Joey Bishop Show, The (1967-1969)
For decades, ABC and CBS tried over and over to establish a berth in late night television and to compete successfully with Johnny Carson on NBC. In 1967, after giving up on a news-oriented discussion program called The Les Crane Show, ABC dropped Joey Bishop into the time slot with a 90 minute talk show that was pure, Tonight Show-style entertainment. Bishop was a natural choice: He’d served well as a guest host for Carson and for Jack Paar before him. And the public seemed to like him. They’d watched the previous Joey Bishop Show — a situation comedy — in sufficient number to keep it on the air from 1961 to 1965. On it, Bishop played a talk show host so, in yet another case of life imitating art, he became a real talk show host.

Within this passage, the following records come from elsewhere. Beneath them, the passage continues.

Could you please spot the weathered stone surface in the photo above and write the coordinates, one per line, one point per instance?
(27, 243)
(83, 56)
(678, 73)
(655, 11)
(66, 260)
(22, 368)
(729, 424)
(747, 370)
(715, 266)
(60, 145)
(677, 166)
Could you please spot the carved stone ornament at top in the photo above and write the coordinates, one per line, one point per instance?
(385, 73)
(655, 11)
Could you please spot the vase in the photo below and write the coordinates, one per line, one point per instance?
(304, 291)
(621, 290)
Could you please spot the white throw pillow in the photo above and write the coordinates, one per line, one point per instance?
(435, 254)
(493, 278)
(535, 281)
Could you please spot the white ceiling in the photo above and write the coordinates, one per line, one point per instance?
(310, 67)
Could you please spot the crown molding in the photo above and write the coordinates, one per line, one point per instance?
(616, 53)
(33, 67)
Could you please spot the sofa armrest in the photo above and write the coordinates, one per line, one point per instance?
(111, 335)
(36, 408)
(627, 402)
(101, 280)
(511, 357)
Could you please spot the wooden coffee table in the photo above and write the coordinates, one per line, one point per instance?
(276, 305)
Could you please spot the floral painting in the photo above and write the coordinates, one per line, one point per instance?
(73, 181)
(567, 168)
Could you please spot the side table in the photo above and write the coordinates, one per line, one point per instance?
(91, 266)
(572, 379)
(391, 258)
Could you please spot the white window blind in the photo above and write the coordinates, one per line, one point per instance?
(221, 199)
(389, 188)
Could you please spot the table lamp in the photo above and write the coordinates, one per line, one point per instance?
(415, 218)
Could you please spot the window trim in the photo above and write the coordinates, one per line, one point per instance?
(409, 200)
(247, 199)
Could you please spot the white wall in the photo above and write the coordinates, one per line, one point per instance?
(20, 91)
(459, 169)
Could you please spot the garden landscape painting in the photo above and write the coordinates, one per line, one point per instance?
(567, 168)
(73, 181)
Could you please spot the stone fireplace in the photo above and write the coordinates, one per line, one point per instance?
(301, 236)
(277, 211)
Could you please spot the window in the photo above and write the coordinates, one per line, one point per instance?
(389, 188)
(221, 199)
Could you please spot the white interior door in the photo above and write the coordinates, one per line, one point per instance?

Bishop’s new show had many things going for it. Regis Philbin was a fine announcer and sidekick who sometimes managed to steal the spotlight from his boss. Johnny Mann was the bandleader and he gave the show a good sound. The whole thing emanated from Hollywood at a time when Carson was still based in New York. That — and Bishop’s many show biz friendships — seemed to guarantee a steady stream of big name guests, though operating on the West Coast did have one big disadvantage. As you can see from the ticket, The Joey Bishop Show taped in the evening. That meant a one-day delay in being broadcast. With so much in the news, Carson’s monologues and guest chats were becoming more topical and Bishop was lagging a day behind. If as sometimes happens in comedy writing, the same joke occurred to both writing staffs at the same time, Joey would be uttering it twenty-four hours after America had heard it from Johnny.
In fact, the biggest plus Bishop had when his show debuted on April 17, 1967 was that he wasn’t opposite Johnny Carson, who was then engaged in a battle with NBC over compensation and control. Johnny was off the air for several weeks, leaving The Tonight Show to a series of guest hosts — primarily country-western singer Jimmy Dean — and the late night audience to Joey. For a brief time, it looked like ABC was establishing its foothold in the time slot and that may have stampeded NBC into acceding to Carson’s demands, which they did. When Johnny returned to his natural habitat, Joey’s ratings dropped significantly. Thereafter, he trailed and the gap grew slowly wider…not that there weren’t moments when it looked like Joey was clawing his way back. Johnny took a lot of vacations, and they always gave Joey a little bump. And when his numbers dipped and rumors of cancellation began to swirl, Joey could usually manage to land a superstar guest and bring some audience back.
One of his highest ratings came after a taping when Regis Philbin abruptly announced that he was quitting the show. The one day delay worked to the show’s benefit that time. The news spread and much of America tuned in to hear Philbin announce — apparently stunning Joey — that the network had never wanted him in the first place and that he had endured too much criticism from them that he was dragging down the show. A few nights later, everyone watched again to hear Bishop announce that everything had been smoothed over, after which he welcomed Regis back to the show. The incident gave Joey two of the few nights he beat Carson but several TV critics suggested it was all an arranged stunt.
Finally though, ABC had to accept the reality of atrophying ratings. In late ’68, CBS announced that Merv Griffin would host an 11:30 talk show to commence the following March. Recognizing that this would split the already-small audience of folks who didn’t choose to watch Johnny, ABC decided to see if Dick Cavett could succeed where Bishop hadn’t. Sure enough, when Merv went on, Joey’s numbers plunged. Bishop didn’t even host the final weeks of his program, leaving it to guest hosts until it was replaced by Cavett in May. Not long after, Carson enlisted Joey as his main guest host and Joey wound up sitting behind Johnny’s desk 177 times, which was the house record until 1983 when Joan Rivers was named “permanent guest host.” It was a great example of the old show business maxim” “If you can’t beat ’em, fill in for ’em.”